36. A method of detecting a ligand in a sample, the method comprising the steps: (i) contacting the sample with (a) a plurality of different chimeric transmembrane receptors as claimed in any one of claims 1 to 23, wherein the transmembrane domains of the chimeric receptors are derived or obtained from a Notch receptor or synNotch receptor (preferably a Notch transmembrane core), wherein the plurality of different chimeric receptors includes chimeric receptors comprising different effector domains, wherein those different effector domains are together capable of forming the multi-domain protein which, in the presence of an RNA, is capable of forming a protein/RNA complex which is capable of targeting a target nucleic acid, (b) an RNA, and (ii) detecting the presence or absence of any liberated multi-domain protein/RNA complex, wherein the presence of liberated multi-domain protein/RNA complex is indicative of the presence of the ligand in the sample.

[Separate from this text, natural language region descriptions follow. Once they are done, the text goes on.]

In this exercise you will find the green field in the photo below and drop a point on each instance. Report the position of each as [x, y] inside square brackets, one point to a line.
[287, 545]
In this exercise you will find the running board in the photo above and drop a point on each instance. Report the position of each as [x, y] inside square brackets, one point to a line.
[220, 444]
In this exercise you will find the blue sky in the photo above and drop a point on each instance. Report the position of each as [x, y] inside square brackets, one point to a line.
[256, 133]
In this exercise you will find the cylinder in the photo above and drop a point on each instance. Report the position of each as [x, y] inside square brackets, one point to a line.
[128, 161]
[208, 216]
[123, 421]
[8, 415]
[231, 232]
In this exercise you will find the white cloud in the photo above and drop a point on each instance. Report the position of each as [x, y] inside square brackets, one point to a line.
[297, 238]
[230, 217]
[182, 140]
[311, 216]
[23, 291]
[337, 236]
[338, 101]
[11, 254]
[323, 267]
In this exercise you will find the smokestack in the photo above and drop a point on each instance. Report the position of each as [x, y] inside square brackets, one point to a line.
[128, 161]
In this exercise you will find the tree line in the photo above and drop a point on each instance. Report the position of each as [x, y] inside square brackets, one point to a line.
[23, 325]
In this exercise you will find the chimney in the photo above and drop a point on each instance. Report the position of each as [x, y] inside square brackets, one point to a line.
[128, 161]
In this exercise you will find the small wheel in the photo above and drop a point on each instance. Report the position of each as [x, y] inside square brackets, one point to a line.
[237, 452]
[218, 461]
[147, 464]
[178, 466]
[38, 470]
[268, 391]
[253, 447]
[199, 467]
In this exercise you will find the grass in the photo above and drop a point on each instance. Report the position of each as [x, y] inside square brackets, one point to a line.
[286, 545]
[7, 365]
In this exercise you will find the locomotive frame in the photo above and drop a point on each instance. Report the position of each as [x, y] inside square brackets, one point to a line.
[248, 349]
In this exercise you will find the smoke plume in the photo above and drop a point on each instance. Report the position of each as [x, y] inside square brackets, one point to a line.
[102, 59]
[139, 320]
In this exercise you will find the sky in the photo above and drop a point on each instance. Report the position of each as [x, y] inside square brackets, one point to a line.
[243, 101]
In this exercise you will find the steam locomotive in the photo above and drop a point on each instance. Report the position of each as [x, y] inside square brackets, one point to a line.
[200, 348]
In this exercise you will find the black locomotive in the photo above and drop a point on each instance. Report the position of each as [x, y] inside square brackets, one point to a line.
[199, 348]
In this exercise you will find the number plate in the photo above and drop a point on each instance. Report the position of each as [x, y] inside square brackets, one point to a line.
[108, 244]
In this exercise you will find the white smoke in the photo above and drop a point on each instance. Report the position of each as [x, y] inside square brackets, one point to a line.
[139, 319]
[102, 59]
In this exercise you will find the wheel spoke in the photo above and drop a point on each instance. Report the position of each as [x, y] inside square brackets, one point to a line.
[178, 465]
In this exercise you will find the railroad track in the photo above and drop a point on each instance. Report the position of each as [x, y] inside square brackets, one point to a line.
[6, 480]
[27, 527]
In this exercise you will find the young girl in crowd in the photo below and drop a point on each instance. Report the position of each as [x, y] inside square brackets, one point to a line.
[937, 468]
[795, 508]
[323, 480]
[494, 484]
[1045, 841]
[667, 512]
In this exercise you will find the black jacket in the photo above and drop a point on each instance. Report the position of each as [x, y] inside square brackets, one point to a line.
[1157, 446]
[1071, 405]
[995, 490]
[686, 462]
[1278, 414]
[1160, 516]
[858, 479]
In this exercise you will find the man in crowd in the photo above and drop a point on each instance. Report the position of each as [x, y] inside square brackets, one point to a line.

37. A process for producing a modified T-cell, the process comprising the steps: (i) inserting a nucleic acid or vector as claimed in claim 26 or claim 27 into the genome of a T-cell, thus producing a modified T-cell.

38. A method of modifying the T-cells of a subject, the method comprising the steps: (i) inserting a nucleic acid or vector as claimed in claim 26 or claim 27 into the genome of a T-cell which has been obtained from the subject; and (ii) administering a composition comprising the modified T-cells to the subject.